From what I understand it is under new ownership but some of the employees are making the move. The store is on Van Ommen Drive and James St on the west side of 31.


----------



## Itchin' to go (Oct 4, 2001)

Limbender said:


> From what I understand it is under new ownership but some of the employees are making the move. The store is on Van Ommen Drive and James St on the west side of 31.


I knew they were moving, but I never heard they were changing owners?
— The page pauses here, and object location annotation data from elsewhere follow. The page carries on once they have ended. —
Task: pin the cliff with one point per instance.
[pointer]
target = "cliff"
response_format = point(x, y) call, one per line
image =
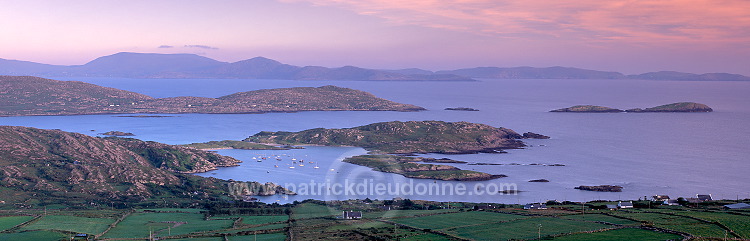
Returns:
point(54, 166)
point(588, 109)
point(25, 95)
point(676, 107)
point(405, 137)
point(408, 167)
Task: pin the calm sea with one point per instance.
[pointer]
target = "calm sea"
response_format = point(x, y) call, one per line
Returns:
point(677, 154)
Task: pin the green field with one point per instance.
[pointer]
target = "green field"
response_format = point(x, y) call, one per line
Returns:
point(12, 221)
point(740, 224)
point(138, 225)
point(602, 218)
point(523, 229)
point(442, 221)
point(260, 237)
point(405, 213)
point(70, 223)
point(311, 210)
point(34, 236)
point(625, 234)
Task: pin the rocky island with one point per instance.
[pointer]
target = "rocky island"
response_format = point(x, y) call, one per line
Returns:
point(65, 167)
point(25, 95)
point(601, 188)
point(408, 167)
point(588, 109)
point(229, 144)
point(409, 137)
point(461, 109)
point(674, 107)
point(117, 133)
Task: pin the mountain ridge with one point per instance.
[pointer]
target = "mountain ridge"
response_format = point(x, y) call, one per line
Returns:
point(156, 65)
point(26, 95)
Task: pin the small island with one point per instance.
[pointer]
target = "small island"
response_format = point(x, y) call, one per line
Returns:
point(674, 107)
point(600, 188)
point(408, 167)
point(31, 96)
point(588, 109)
point(117, 133)
point(539, 180)
point(229, 144)
point(461, 109)
point(409, 137)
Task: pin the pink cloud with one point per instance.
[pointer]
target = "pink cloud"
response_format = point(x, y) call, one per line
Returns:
point(716, 21)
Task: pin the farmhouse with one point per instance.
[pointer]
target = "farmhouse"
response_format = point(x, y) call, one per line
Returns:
point(625, 204)
point(352, 215)
point(737, 206)
point(535, 206)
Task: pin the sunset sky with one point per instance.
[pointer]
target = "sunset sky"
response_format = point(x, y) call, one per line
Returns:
point(632, 36)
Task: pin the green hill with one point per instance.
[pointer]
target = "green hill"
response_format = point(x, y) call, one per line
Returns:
point(404, 137)
point(25, 95)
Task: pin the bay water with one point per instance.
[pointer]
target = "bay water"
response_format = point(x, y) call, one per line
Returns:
point(677, 154)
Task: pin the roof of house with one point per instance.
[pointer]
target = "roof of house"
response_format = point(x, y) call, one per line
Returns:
point(737, 206)
point(704, 197)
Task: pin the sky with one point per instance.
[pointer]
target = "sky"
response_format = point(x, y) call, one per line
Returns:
point(628, 36)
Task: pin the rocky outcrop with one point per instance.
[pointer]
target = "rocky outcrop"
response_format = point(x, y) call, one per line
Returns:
point(405, 137)
point(588, 109)
point(24, 95)
point(532, 135)
point(73, 168)
point(117, 133)
point(240, 189)
point(461, 109)
point(601, 188)
point(407, 166)
point(676, 107)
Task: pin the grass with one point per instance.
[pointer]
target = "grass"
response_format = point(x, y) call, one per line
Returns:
point(138, 225)
point(12, 221)
point(405, 213)
point(71, 224)
point(256, 220)
point(625, 234)
point(677, 223)
point(740, 224)
point(601, 218)
point(33, 236)
point(524, 229)
point(426, 237)
point(311, 210)
point(260, 237)
point(443, 221)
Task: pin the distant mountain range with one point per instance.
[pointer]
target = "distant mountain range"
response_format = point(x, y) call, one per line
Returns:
point(26, 95)
point(151, 65)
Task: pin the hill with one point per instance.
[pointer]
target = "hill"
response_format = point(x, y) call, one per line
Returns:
point(672, 75)
point(24, 95)
point(405, 137)
point(53, 166)
point(153, 65)
point(533, 73)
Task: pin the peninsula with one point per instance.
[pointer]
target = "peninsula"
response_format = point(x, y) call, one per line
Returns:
point(25, 96)
point(64, 167)
point(409, 137)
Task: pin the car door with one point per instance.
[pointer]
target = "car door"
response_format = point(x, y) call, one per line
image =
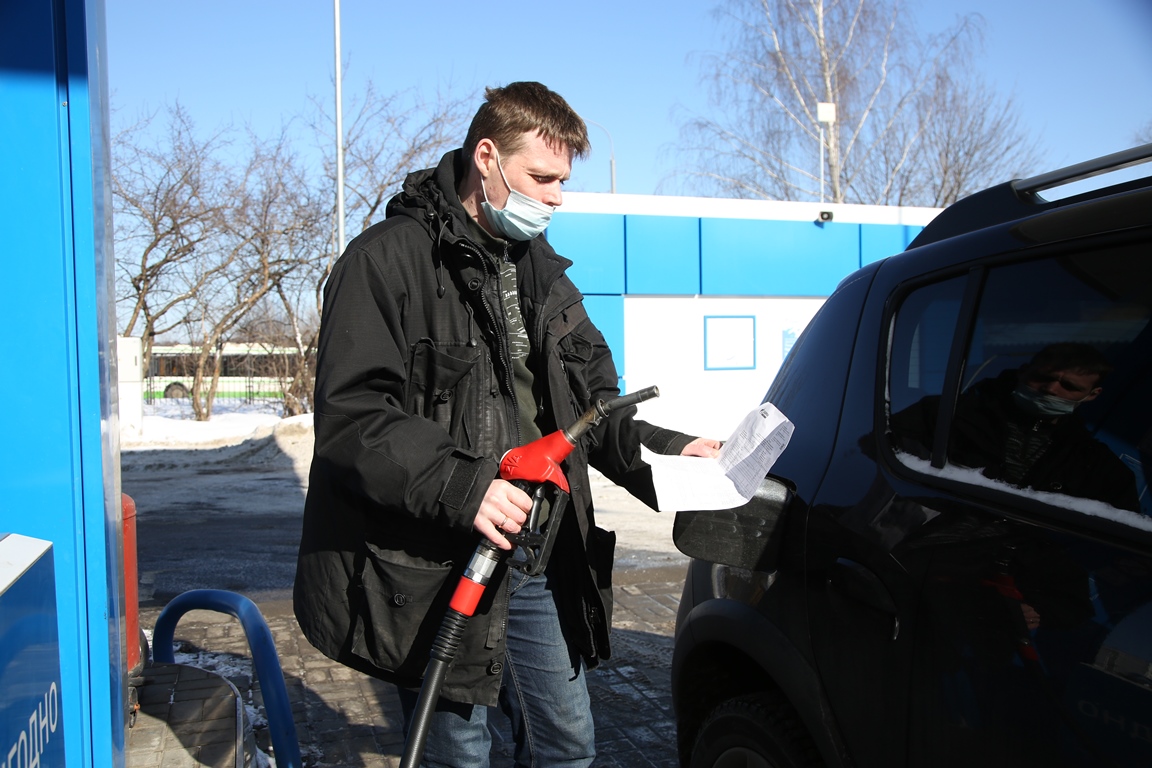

Doesn't Steve still own it?

Ryan


----------



## PPTMMT (May 12, 2011)

Will they be open tomorrow? I heard from someone that they were trying to open aug. 8 but have their grand opening aug 20th? Can someone confirm that they will be open on the 8th?


----------



## Limbender (Sep 13, 2006)

I was told by a source close to it all that it is a new owner but Steve will be running the store. Not sure about the 8th. Grand opening is the 20th.
_Posted via Mobile Device_


----------



## PPTMMT (May 12, 2011)

Hm.. i might have to drive out there and see if they are open.


----------



## Matt V (Dec 8, 2004)

I drive by it every day, it looks like they are still working on the building.


----------



## Spartans8989 (Jan 28, 2009)

I always had pretty good service and luck when it was in twin lake. I'm happy to finally have a shop like that in Holland. Been a long time coming. Even considered trying to start my own at one time or another.


----------



## GVDocHoliday (Sep 5, 2003)

Limbender said:


> I was told by a source close to it all that it is a new owner but Steve will be running the store. Not sure about the 8th. Grand opening is the 20th.
> _Posted via Mobile Device_


Ditto, but he'll only be running it for a few months during the transition phase.


----------



## SAINTDANIEL (Dec 18, 2010)

stopped by there today,it is NOT open yet.


----------



## mcfish (Jan 24, 2010)

The new owner would be better served if he kept Mr. Grumpy from doing any customer service work. 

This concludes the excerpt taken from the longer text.